Sábado, 17h: fusões e rock do País Basco

Ao longo de uma década de festival, vários artistas convidados acabaram por solidificar colaborações, editar discos e dar concertos. É o caso dos X IT que se conheceram na edição de 2022 e junta o produtor português St. James Park (Tiago Sampaio), o pianista holandês Daniël Tomàs (Daniël van der Duim) e a vocalista holandesa/alemã Eliën (Élénie Wagner), numa abordagem dançável de eletropop. Foi também o caso de Yann Cleary que integrou uma residência artística no ano passado. Intérprete de uma folk sensível, subiu ao palco do Oub’lá para um dos concertos mais interessantes desta edição, a fazer lembrar os ambientes criados por Nick Drake. Do lado oposto a esta sonoridade, fomos encontrar os bascos Ezpalak na velha fábrica de curtumes, numa zona ao ar livre com direito a mosh nas filas da frente. “Isto devia ser assim todos os fins de semana”, diz um jovem local depois do espetáculo.
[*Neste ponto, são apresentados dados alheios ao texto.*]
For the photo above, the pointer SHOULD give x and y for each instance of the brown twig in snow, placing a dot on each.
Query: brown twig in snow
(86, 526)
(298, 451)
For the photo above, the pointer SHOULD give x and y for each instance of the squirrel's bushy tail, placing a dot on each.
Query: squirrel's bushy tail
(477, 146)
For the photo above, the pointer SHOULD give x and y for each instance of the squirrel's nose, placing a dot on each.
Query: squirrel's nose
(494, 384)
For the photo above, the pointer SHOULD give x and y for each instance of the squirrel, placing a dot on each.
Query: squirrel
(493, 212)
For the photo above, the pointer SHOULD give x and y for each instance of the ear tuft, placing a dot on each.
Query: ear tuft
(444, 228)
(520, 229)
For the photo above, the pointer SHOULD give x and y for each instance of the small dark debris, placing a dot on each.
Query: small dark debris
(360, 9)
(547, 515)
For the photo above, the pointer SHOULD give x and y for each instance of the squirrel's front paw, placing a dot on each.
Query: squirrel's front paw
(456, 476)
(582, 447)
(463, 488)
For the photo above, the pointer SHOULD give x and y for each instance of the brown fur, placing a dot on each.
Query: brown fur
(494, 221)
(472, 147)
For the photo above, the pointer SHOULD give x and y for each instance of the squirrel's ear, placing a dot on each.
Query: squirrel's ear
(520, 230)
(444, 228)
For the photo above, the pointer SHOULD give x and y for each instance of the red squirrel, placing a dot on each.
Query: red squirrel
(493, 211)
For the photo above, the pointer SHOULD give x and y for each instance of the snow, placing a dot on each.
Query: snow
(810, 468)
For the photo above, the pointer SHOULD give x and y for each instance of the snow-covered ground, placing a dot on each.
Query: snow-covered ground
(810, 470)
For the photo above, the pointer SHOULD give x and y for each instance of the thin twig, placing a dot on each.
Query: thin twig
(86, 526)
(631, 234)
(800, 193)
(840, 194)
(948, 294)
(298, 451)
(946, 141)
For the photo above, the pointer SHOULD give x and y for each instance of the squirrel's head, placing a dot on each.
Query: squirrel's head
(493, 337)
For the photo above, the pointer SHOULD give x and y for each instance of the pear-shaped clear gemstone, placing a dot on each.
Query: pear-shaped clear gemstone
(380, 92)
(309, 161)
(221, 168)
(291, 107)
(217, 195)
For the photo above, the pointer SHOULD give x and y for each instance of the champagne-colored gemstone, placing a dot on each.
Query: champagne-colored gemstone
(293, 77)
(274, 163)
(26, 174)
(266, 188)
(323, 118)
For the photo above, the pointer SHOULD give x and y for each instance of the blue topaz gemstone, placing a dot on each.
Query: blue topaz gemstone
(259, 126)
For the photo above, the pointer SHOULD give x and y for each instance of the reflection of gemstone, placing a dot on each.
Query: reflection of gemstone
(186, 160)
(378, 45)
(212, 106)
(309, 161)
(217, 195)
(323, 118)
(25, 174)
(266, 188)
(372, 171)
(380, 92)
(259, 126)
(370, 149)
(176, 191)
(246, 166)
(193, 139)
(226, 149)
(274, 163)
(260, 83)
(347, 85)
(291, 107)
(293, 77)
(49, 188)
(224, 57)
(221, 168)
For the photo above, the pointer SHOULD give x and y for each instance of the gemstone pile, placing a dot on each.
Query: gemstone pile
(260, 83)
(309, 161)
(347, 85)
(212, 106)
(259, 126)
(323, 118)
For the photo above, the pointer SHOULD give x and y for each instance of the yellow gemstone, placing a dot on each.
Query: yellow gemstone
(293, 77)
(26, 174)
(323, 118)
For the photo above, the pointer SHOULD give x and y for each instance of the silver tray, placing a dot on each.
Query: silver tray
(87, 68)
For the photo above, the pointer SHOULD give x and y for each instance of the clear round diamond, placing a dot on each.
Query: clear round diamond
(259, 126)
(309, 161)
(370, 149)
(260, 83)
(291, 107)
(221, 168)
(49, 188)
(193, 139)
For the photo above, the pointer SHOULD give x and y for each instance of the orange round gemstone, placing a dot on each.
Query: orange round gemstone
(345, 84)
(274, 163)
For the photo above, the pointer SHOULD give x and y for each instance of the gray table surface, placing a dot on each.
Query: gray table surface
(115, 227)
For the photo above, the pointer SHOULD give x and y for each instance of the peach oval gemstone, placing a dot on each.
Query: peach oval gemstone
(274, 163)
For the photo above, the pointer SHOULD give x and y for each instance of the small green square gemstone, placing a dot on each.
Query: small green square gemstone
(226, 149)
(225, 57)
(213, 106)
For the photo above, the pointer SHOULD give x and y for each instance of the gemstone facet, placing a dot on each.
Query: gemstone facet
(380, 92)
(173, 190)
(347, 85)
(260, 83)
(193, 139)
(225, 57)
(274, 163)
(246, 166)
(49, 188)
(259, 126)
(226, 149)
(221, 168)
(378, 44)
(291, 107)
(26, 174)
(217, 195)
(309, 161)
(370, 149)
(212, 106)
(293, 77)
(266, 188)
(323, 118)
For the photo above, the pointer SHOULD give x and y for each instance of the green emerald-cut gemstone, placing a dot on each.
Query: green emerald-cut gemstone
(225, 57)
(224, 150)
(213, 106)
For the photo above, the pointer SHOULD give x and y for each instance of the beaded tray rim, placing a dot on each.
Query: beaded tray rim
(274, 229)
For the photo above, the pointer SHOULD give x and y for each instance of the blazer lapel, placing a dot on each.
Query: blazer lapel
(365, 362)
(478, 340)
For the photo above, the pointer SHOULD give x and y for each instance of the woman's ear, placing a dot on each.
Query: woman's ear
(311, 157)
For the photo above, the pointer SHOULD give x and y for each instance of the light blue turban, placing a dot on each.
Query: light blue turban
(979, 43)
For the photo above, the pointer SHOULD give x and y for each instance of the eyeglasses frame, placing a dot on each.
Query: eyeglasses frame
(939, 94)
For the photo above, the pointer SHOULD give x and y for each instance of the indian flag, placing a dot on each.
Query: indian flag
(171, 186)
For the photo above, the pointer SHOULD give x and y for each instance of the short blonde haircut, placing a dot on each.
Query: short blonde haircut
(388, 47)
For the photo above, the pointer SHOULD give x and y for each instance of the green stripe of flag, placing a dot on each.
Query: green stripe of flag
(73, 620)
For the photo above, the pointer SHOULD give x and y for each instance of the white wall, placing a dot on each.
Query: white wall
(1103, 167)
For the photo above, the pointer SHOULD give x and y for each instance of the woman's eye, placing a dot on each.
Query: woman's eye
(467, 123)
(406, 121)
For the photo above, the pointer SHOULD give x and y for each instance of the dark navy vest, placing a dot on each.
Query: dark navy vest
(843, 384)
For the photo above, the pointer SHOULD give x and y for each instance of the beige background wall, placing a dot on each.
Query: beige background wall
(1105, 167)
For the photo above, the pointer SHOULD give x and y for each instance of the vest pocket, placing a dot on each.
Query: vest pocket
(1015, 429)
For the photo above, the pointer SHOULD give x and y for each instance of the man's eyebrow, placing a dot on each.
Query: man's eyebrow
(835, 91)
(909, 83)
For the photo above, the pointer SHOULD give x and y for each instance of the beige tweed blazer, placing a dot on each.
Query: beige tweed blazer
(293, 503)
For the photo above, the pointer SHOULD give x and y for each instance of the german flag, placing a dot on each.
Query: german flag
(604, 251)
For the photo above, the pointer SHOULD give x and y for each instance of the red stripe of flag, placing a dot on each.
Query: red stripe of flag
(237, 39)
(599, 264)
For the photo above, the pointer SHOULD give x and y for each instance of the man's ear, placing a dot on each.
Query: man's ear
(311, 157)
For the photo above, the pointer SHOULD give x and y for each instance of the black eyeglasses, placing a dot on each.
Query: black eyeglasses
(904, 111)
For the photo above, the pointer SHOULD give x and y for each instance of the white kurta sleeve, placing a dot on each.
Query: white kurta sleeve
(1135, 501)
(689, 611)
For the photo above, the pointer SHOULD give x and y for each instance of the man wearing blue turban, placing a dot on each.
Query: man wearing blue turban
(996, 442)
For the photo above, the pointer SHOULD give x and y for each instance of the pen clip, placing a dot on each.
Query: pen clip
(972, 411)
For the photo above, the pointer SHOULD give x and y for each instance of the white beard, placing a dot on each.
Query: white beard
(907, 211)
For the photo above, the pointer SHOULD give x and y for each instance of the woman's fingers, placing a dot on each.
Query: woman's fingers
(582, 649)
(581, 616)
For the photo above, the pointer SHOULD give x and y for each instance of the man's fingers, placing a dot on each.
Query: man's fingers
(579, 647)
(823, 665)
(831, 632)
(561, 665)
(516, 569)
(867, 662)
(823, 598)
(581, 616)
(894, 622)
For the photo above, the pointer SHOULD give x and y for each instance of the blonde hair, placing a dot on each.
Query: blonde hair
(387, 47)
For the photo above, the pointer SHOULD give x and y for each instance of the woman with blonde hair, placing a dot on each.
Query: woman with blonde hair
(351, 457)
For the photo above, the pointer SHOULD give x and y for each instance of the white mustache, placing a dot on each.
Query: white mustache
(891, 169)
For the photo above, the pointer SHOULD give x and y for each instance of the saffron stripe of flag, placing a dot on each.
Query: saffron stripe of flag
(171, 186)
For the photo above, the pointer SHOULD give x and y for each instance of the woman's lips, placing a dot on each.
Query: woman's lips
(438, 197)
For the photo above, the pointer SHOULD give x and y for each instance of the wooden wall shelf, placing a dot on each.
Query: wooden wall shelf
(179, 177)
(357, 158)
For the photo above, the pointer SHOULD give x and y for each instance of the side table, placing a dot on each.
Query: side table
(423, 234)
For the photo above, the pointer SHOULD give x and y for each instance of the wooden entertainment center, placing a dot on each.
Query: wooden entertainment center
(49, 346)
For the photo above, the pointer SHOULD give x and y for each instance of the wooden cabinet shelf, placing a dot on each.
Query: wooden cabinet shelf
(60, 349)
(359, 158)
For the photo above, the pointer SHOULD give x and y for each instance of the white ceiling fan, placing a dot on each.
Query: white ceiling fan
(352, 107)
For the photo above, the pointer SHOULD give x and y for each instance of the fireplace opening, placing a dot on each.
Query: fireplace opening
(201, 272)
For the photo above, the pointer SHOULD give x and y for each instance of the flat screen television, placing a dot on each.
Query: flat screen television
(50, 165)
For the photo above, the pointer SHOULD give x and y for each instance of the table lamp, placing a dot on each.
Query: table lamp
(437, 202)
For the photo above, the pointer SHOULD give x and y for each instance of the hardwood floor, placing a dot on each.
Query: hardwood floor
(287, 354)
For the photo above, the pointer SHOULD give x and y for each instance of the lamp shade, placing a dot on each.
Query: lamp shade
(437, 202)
Sábado, 22h52: o tira-finos

Rui Freitas, um dos funcionários do Café Concerto do CCVF, senta-se na nossa mesa para beber uma cerveja. Uma das bandas da noite está a fazer o sound-check enquanto ele nos conta a sua história: era conhecido em Guimarães pelo “tira-finos”, emigrou para a Alemanha, depois para o Brasil. De regresso à terra natal, diz-nos que o bar está quase sempre cheio aos fins de semana. E isso muito se deve à sua simpatia e capacidade de trabalho. Resumindo: “Isto é como uma carroça puxada por um burro. O burro sou eu”, diz-nos com a simplicidade típica das gentes nortenhas. Certo é que durante os dois dias que o Observador passou no festival, ele lá estava sempre atrás do balcão. A fazer o quê? A tirar finos, compreensivelmente.

Sábado, 23h: a Purga de Rita Vian

D.R.

Doce, melancólica, com voz de fadista. Assim nos soa Rita Vian, que também explora a eletrónica numa fusão com o tradicional. A meio do concerto, perante uma black box cheia, conseguiu silenciar a sala e cantar uma música à capela, do seu disco “Purga”. B Fachada teria gostado deste concerto.

Domingo, 00h30: façam perguntas aos Criatura

O último concerto desta edição do Westway Lab esteve reservado aos Criatura. Com dois discos editados, este coletivo de dez músicos em palco provoca uma viagem agitada às raízes da música tradicional. Apesar do cansaço visível no público, o concerto foi a despedida ideal para quem ainda queria dar um pé de dança. Gil Dionísio, violinista e vocalista, mostrou ser um mestre de cerimónias e um ativista social: “Quantos de vocês ainda fazem perguntas? Façam perguntas, questionem-se”, berrou já perto do fim do concerto, literalmente tocado a rasgar.